1.0.33 – Less noise in reviews, more clarity in configs

Improvements & New Features

🗑️ Delete repo-specific configurations

You can now delete individual configurations for any repository directly from the dashboard.

This makes it easier to reset a repo’s settings and have its PRs reviewed using the team’s global configuration instead.

⚙️ Review Cadence control

Some teams reported too many comments being triggered when multiple commits were pushed to the same PR.

To fix that, we’re introducing Review Cadence — a new setting that lets you define when Kody should run re-reviews after the initial one. This helps reduce noise and gives you more control over your review flow.

You can choose from three modes:

  • Automatic – Kody re-reviews on every new push (default behavior)
  • Auto-Pause – pauses if too many commits happen in a short time; resumes with @kody start-review
  • Manual – no automatic re-reviews; Kody only reviews when manually triggered

1.0.32 – Unified severity filter and fix for reviews after 30 commits

Improvements & New Features

🔀 Combined severity filter

Now you can merge suggestions from different severity levels into a single filter, giving you precise control over how many comments each category generates.

🐞 Bug Fixes

  • Fixed an issue that prevented Kody from reviewing after 30 commits on an open GitHub PR.

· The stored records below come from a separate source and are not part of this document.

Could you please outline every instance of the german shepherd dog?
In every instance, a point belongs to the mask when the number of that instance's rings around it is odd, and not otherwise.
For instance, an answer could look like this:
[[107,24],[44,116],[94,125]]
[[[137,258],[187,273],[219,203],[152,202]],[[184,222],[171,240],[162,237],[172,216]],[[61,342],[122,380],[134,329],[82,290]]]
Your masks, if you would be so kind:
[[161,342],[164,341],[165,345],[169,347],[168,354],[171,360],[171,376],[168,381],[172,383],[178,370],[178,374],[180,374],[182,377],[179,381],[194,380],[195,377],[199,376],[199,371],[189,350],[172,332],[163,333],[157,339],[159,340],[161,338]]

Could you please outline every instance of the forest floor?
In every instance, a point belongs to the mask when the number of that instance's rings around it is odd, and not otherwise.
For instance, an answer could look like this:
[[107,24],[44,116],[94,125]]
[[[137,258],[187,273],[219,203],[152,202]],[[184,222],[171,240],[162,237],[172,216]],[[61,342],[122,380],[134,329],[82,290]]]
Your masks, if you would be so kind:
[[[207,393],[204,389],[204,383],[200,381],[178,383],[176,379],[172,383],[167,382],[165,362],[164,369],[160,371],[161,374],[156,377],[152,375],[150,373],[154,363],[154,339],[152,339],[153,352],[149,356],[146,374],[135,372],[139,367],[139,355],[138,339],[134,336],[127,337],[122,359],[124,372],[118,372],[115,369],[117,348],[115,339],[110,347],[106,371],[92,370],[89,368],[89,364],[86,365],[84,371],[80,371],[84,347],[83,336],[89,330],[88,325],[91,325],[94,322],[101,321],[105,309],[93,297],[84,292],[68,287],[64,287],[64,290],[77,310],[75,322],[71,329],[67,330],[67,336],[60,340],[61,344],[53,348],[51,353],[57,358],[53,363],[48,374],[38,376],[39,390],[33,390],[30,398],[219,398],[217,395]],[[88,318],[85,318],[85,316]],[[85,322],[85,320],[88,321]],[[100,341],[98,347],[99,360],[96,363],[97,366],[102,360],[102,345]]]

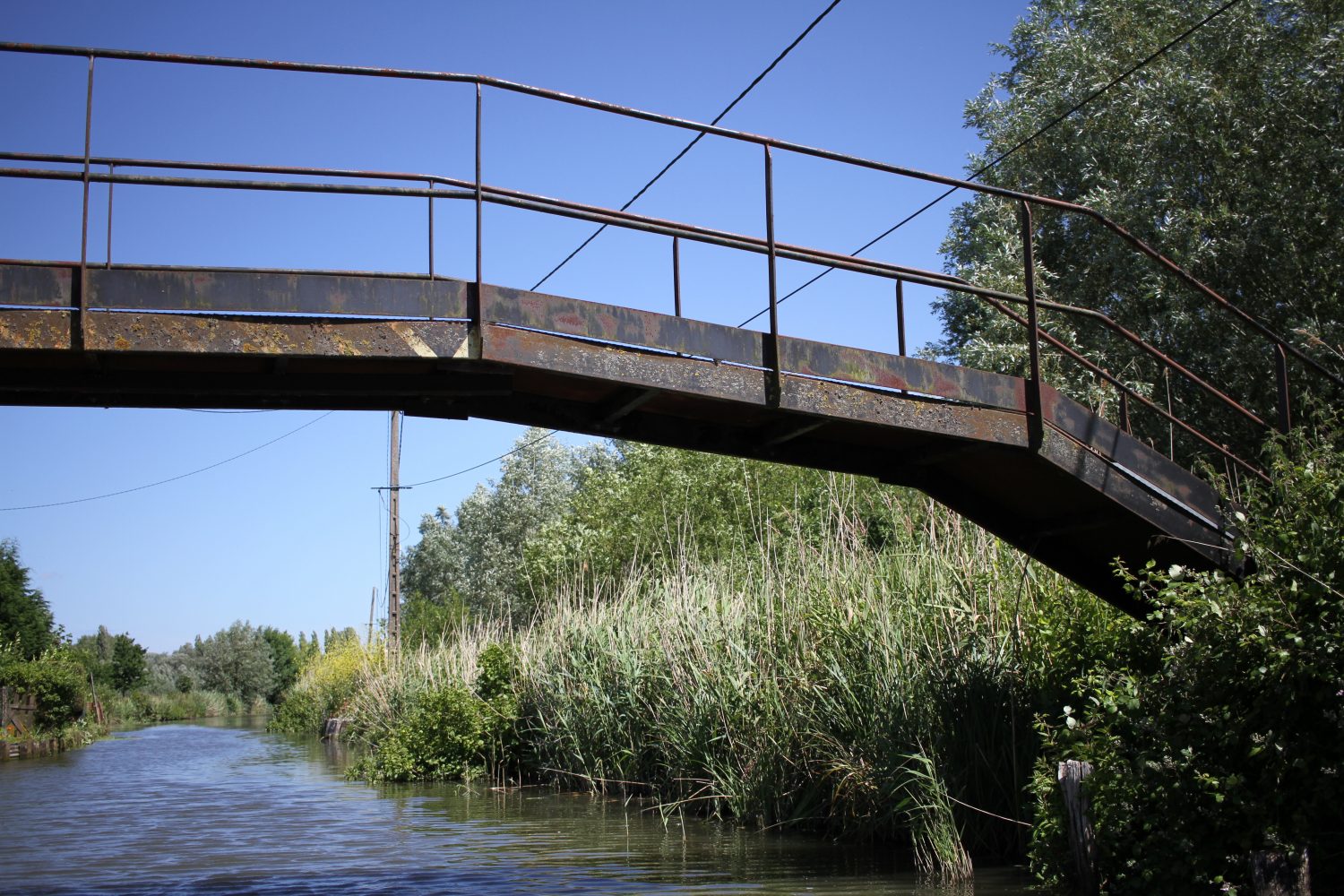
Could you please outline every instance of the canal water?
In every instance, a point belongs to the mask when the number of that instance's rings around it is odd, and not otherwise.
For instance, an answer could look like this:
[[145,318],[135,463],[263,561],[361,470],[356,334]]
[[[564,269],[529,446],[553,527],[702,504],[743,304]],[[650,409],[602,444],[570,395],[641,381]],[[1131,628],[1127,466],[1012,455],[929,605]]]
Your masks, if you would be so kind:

1.0.31 – Smarter rules and Kody on any repository

Improvements & New Features

📦 Kody Rules with full PR scope

Kody Rules can now run with full pull request context, instead of analyzing files in isolation. With this update, rules can access the PR title, description, file list, and complete diffs — making it possible to write more powerful and contextual validations.

Examples of what you can now do:

  • Flag new services that don’t have corresponding tests
  • Suggest README updates when business logic changes
  • Require meaningful PR descriptions when they’re missing or too short

This change gives Kody deeper context and enables more relevant suggestions across your codebase.

🏗️ Kody support outside organizations

You no longer need to be inside an organization to use Kody. It now works with individual repositories — whether personal projects, test environments, or any repo not linked to an org on GitHub, GitLab, Bitbucket, or Azure DevOps.

This update removes a key limitation and makes Kody more flexible and accessible. No extra configuration needed — it just works within your existing review flow.

🐞 Bug Fixes

  • Fixed an issue where the dev name appeared as N/A in the weekly summary email.